This guide covers the whole question: whether you need a medical director, who qualifies, what they must actually do, how CPOM changes the role, the liability the physician carries, what a compliant agreement contains, and what the role costs in Illinois in 2026. For the national baseline behind the state rules, our med spa medical director requirements overview and the deeper complete medical director guide for 2026 are the companion reads.
In short
Every Illinois med spa needs a licensed Illinois physician owning the medicine. Because Illinois enforces CPOM, that physician usually owns or controls the entity, not just a supervision agreement. The director must run a good-faith exam, approve protocols, delegate only within scope to trained staff, review charts, supervise laser work (on-site for ablative; on-site or promptly reachable for non-ablative), and document all of it. A full-practice-authority APRN can own a nurse-led practice but cannot advertise it as a med spa or replace the physician. Expect $1,000–$5,000+ a month at fair market value — never a cut of revenue.
Does an Illinois Med Spa Need a Medical Director?
Yes — functionally, without exception, even though the word "medical director" appears nowhere in Illinois statute. The confusion is worth clearing up, because it trips up owners who go looking for a "med spa license" or a "medical director registration" and find neither.
Illinois has no standalone med spa licensing law and no title called "medical director." What it has is the Medical Practice Act, which reserves the practice of medicine to licensed physicians. When your business injects a neurotoxin, fires a laser, or prescribes a GLP-1, it is practicing medicine — and a licensed Illinois physician has to be the one who owns that clinical decision-making, approves how it is done, and stands behind it. Industry shorthand calls that physician the medical director. The obligation is real regardless of the label.
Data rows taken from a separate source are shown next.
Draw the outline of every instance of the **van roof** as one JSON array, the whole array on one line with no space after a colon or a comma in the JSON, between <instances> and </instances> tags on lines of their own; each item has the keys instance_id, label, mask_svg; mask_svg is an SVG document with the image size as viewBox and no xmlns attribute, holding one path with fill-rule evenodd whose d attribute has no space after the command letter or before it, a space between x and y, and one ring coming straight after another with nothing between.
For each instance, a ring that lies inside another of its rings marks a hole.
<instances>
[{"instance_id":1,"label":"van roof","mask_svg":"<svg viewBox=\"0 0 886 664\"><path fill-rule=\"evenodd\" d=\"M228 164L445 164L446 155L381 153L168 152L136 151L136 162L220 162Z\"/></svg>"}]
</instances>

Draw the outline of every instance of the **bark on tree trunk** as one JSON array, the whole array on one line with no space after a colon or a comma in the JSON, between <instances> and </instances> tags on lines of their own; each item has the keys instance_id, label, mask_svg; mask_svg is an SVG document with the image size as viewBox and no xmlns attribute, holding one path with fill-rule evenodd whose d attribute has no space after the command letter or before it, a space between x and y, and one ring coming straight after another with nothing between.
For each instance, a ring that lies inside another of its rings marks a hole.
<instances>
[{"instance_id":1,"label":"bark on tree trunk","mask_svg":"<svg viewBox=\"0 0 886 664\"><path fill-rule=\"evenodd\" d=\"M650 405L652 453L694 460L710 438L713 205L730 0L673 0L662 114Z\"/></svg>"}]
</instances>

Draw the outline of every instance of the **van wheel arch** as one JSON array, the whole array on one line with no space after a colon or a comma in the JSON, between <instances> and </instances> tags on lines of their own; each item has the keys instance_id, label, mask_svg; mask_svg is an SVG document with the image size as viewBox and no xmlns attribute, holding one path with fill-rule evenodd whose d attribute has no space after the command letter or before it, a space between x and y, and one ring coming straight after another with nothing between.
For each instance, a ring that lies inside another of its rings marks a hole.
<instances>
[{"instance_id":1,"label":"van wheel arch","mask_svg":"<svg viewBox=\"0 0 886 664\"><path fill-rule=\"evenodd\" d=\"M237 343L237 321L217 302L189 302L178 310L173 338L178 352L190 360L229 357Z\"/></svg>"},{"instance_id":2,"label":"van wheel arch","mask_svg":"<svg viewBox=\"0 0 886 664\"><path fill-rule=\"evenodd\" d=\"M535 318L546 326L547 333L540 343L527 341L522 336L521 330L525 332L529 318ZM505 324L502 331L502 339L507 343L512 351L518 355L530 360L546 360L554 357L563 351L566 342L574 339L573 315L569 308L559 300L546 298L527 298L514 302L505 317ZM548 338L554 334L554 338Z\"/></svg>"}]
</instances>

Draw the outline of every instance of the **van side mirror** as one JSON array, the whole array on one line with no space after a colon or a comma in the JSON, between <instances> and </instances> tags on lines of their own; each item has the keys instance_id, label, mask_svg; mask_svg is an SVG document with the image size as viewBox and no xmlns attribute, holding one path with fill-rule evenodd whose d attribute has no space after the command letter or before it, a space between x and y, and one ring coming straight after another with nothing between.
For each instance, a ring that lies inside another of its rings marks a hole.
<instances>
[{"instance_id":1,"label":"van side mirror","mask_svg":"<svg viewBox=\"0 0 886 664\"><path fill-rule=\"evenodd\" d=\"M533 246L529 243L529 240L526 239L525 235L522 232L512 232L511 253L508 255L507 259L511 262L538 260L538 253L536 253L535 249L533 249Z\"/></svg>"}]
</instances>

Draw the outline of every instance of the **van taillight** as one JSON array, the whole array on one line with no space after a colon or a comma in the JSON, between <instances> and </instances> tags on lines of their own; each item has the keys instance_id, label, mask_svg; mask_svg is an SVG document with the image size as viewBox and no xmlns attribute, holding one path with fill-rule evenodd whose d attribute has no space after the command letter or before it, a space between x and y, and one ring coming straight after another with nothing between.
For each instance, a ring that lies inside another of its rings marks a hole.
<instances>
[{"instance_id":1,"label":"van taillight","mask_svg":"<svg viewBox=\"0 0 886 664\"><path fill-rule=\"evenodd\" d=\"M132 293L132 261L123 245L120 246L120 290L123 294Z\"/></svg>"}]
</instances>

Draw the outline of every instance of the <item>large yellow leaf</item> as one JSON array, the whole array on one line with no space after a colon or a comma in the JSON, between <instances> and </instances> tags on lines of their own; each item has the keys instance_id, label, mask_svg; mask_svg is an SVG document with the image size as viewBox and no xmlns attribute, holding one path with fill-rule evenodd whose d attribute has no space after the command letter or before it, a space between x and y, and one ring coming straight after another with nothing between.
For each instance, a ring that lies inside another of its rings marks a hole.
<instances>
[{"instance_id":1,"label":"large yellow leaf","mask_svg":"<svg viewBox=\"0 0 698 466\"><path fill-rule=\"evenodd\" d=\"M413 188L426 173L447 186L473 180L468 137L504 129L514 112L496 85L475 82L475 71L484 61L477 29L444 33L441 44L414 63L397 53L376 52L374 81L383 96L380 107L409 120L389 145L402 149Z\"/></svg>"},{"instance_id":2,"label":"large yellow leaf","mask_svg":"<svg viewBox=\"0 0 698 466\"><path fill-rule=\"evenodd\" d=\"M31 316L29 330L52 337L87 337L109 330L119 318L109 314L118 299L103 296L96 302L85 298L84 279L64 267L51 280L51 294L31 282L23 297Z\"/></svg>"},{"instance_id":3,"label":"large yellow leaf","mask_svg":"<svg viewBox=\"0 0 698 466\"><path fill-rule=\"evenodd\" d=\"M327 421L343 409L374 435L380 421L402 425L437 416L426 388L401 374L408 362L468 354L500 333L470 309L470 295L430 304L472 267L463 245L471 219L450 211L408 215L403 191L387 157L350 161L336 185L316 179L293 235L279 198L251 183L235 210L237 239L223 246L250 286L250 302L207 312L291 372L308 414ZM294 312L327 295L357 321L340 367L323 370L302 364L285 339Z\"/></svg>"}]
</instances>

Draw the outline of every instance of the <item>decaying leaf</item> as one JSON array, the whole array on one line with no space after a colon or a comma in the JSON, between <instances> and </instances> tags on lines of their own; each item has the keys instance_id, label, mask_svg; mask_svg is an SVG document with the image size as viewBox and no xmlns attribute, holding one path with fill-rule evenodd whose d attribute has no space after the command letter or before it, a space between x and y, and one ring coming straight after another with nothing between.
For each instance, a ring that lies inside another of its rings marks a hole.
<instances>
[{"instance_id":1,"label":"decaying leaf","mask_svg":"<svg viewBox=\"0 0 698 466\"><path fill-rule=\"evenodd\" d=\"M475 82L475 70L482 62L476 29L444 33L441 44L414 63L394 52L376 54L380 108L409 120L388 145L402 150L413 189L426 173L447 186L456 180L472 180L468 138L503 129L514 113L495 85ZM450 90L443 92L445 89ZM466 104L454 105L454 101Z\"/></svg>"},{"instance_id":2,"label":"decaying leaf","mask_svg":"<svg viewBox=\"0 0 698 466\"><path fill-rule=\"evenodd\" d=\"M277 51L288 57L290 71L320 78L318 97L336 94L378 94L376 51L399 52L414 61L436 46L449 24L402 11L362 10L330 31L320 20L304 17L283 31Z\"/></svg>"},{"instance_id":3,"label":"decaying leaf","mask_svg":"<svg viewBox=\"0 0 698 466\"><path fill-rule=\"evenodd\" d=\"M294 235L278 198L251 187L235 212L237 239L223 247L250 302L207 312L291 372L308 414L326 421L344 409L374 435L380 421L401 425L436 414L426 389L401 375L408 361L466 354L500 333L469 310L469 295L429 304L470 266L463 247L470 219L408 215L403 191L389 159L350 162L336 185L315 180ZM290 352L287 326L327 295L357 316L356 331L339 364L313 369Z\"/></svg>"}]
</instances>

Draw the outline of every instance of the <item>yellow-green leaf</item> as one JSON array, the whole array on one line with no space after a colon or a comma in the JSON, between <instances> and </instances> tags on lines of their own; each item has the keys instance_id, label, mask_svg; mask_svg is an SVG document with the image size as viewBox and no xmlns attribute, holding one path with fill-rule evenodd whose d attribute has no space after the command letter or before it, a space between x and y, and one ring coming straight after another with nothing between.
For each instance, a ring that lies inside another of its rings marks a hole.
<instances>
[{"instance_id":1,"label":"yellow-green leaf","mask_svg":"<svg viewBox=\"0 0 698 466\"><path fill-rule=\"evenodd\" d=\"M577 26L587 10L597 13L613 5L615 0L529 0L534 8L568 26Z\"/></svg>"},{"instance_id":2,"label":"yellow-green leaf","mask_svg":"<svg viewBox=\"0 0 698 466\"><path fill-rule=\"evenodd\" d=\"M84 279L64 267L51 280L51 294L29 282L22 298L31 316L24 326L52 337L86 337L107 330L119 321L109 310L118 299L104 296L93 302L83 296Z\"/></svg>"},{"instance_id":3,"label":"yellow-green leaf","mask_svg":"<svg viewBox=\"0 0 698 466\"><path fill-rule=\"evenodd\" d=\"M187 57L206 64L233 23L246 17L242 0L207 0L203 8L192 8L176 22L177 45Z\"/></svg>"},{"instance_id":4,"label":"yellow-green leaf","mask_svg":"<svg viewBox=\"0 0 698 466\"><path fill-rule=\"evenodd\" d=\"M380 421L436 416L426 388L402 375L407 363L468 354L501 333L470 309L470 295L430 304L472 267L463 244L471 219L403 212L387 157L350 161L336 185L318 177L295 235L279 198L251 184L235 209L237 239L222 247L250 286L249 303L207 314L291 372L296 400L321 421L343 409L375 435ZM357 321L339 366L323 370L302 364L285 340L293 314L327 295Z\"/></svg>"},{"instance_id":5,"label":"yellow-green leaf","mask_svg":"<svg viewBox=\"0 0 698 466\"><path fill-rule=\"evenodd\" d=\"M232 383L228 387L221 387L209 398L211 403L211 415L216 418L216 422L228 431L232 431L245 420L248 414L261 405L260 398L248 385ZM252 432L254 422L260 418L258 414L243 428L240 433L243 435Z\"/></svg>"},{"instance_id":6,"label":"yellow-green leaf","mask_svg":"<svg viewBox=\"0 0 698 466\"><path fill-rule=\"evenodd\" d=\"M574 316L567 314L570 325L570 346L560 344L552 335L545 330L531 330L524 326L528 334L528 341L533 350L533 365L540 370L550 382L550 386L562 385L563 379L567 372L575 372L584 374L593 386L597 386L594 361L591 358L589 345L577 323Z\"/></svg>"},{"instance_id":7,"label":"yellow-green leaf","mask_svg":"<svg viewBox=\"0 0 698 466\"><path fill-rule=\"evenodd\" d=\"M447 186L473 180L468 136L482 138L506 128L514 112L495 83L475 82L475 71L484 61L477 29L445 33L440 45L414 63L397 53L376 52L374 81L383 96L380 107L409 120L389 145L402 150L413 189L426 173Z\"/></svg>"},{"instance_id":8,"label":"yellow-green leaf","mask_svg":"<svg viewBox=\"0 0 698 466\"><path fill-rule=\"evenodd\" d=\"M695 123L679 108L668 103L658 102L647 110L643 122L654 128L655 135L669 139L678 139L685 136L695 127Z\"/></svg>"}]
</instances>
That means the question is never "do I need a medical director?" It is "which physician owns the medicine at my practice, and can they prove they actually do it?" A med spa that cannot answer that is not a gray-area case in Illinois — it is unlicensed practice of medicine waiting for a complaint.
Why the label matters less than the substance
Because there is no registration, some owners assume a lightweight arrangement will do — a physician who signs a one-page letter and cashes a check. Illinois enforcement runs the opposite direction. IDFPR evaluates whether a real physician-patient relationship exists, whether protocols were physician-approved, whether delegation was proper, and whether the physician was reachable and reviewing care. The absence of a formal title does not lower the bar; it raises the importance of documentation, because the paper trail is how you prove the substance was there.
What counts as the practice of medicine at a med spa
The medical services that pull a med spa under physician ownership include neuromodulators and dermal fillers, laser and energy-based treatments, medical-grade chemical peels, microneedling and RF microneedling, IV therapy, PRP, and weight-loss prescribing. If your menu includes any of these — and virtually every med spa's does — you are operating a medical practice and need the physician oversight this article describes. For the box-by-box version across every compliance area, see our Illinois med spa compliance checklist.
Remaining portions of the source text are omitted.